NY SLIDE I: SAMMY D.

From Reggaemuffin to Reggaenomics.
        His mother left him back on the island when she came up to the States. He'd left
school a wild youth; flirting with Rastafarianism, indulging a passion for soccer; until one day she sent for him. "I came up here a young man, twenty five, twenty six years old; had two outstanding skills going for me," he explained, raising two fingers for emphasis. "Mathematics
and cooking. No college degree. No previous experience. I was a genius at maths, wizard with the numbers, even though me never get far in the school system."
        His maths skills apparently impressed his first employer who was in fact his mother's employer. She cleaned his house on Long Island. They were nice people; the man found an office help job for Sammy D. at his Manhattan brokerage firm.
        There he astounded them with his ability to perform mathematical calculations in his head. "Simple addition and subtraction, them couldn't believe I could do it, just like that, without calculator."
        That plus the suspicion he was truly an out of wedlock child of the American entertainer, plus exotic stories he spun at the water cooler about marijuana as herbal food, and a special dish called ackee and saltfish that could poison you if not carefully prepared – all of this endeared him to the office staff; made him something of a character, but basically a nice guy.

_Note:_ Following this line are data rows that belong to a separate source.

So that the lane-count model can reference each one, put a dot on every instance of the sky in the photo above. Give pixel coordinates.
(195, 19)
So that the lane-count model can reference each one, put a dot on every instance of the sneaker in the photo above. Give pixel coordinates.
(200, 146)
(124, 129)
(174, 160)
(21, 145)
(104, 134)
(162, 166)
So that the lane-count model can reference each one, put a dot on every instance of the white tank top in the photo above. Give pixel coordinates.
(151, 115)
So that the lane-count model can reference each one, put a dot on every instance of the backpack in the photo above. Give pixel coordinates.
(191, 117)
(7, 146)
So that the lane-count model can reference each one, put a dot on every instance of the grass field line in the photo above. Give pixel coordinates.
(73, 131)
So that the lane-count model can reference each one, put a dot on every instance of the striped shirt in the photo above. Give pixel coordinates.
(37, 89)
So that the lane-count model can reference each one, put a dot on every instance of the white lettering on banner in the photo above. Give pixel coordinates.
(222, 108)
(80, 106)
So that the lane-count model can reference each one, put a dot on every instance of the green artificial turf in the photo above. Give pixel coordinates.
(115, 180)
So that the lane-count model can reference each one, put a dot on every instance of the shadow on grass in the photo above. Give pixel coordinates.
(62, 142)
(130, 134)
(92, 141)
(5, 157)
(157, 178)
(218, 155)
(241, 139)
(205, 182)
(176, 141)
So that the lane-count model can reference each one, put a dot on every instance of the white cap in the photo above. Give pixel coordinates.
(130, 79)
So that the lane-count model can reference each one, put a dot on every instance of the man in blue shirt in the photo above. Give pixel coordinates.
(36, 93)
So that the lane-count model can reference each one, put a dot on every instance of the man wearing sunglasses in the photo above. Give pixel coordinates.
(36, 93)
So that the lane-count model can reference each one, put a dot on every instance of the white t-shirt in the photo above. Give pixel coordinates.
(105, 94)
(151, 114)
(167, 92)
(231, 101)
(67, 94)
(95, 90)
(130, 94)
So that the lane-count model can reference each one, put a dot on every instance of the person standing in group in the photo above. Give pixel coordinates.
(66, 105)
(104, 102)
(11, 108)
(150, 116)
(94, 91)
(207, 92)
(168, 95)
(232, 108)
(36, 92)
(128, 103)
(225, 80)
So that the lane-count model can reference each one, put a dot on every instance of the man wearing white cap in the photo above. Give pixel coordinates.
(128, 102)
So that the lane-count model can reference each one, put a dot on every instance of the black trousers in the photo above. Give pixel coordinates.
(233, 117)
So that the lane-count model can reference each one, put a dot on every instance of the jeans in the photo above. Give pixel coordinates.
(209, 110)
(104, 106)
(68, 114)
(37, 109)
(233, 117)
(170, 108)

        At the stroke of five in the afternoon he fled the brokerage and dashed for the subway or a bus en route to Kennedy airport where he did a stint, his second job, until midnight. No, not outside the airport as a baggage helper. He changed jackets and worked inside the building wheeling passengers off the planes in wheel chairs; helping foreigners fresh off the Concorde or Mexicana or Lufthansa and feeling lost in the airport's byzantine corridors.
        In between flights he poured diligently over tiny books of conversational Spanish, German, French. It gave him an edge on the other employees. Foreigners coming off the plane were surprised and relieved when he guided them this way, pointed them that way, all the while chatting in their native tongue.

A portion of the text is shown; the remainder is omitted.